Located in MTSU’s Fairview Building, the CDC exists to serve children and their families, to educate MTSU students and as a lab for faculty teaching and research. Its programs—an infant-toddler program for ages 12-36 months and a preschool program serving ages 3-5—are based on the philosophy that children develop best when adults and caregivers emphasize the total development of the child.
As a training center for students in early childhood education and related disciplines, the center provides practical experiences in child growth and development, as well as in planning, implementing and evaluating activities and curricula.

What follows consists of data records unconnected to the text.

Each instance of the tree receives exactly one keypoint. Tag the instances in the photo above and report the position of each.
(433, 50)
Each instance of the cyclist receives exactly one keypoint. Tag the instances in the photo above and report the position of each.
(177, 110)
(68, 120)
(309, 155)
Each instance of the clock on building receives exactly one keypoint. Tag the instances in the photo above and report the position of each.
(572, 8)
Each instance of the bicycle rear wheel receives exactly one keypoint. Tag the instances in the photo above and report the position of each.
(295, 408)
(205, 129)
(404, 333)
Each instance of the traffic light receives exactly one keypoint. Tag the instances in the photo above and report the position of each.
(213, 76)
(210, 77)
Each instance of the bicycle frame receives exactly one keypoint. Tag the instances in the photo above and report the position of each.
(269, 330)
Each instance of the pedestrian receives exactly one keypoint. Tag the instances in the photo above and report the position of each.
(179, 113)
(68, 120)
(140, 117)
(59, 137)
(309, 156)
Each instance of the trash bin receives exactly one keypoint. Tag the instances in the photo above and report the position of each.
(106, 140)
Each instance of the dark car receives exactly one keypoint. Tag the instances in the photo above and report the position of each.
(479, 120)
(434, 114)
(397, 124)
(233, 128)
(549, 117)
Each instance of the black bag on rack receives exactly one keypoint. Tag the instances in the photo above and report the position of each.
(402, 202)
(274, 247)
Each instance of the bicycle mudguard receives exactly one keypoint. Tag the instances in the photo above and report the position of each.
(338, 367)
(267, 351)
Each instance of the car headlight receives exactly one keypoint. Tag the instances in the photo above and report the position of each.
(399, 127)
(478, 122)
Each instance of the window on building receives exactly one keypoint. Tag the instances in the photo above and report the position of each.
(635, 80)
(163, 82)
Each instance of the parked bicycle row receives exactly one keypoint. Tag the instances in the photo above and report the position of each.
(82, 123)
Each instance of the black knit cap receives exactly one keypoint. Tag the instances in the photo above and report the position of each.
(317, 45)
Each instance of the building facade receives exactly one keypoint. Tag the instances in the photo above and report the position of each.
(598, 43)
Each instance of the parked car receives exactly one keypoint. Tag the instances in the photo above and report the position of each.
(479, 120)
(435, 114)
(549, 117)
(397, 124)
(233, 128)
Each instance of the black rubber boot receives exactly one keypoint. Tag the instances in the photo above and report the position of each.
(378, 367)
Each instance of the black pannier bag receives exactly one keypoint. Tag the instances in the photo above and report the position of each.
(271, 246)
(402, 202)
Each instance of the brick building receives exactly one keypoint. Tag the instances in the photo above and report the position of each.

“We are very proud of our recent accreditation and yes, we worked many extra hours to complete the necessary paperwork,” shared Palmore, who led the CDC’s accreditation effort. The program portfolios, compiled by me, seemed endless and impossible at times. There were weekends, holidays and evening sessions to prepare the 10 notebooks, which verified our compliance.
“Many people on campus supported us with letters about our cleaning regime, pest control, heating and A/C airflow, building construction, air quality, et cetera,” she continued. “Our two master-classroom teachers, Marzee Woodward and Jackie Hamilton, also contributed at great personal expense. We all made sacrifices for a common goal, which was accreditation and we succeeded.”
In the NAEYC’s accreditation decision report, the MTSU center was commended for its performance in seven of the 10 areas evaluated including knowledgeable and supportive teachers, overall leadership and management, meeting the needs of the program’s children and their families, ongoing assessment of children’s learning and more.
First opened in 1955, the center’s newly acquired accreditation will be valid through July 1, 2015, provided the program’s quality is maintained and ongoing NAEYC compliance is upheld. Moreover, the CDC will be subject to unannounced visits during its multi-year accreditation period.
For more information about the CDC, including registration information for the fall and spring semesters, please visit www.mtsu.edu/humansciences/childdev_humansciences.shtml.
More about the NAEYC
Founded in 1926, the NAEYC accreditation system has set voluntary professional standards for programs for young children since 1985. The association's program standards and criteria have introduced a new level of quality, accountability and service for parents and children in child-care programs.
According to information from the NAEYC, its rigorous standards reflect the latest research and best practices in early childhood education and development to ensure young children continue receiving the highest-quality care and education possible.
Criteria for high quality include all aspects of an early childhood program: interactions among staff and students, curriculum, staff and parent interactions, administration, staff qualifications and development, staffing patterns, physical environment, health and safety, nutrition and food service, and program evaluation.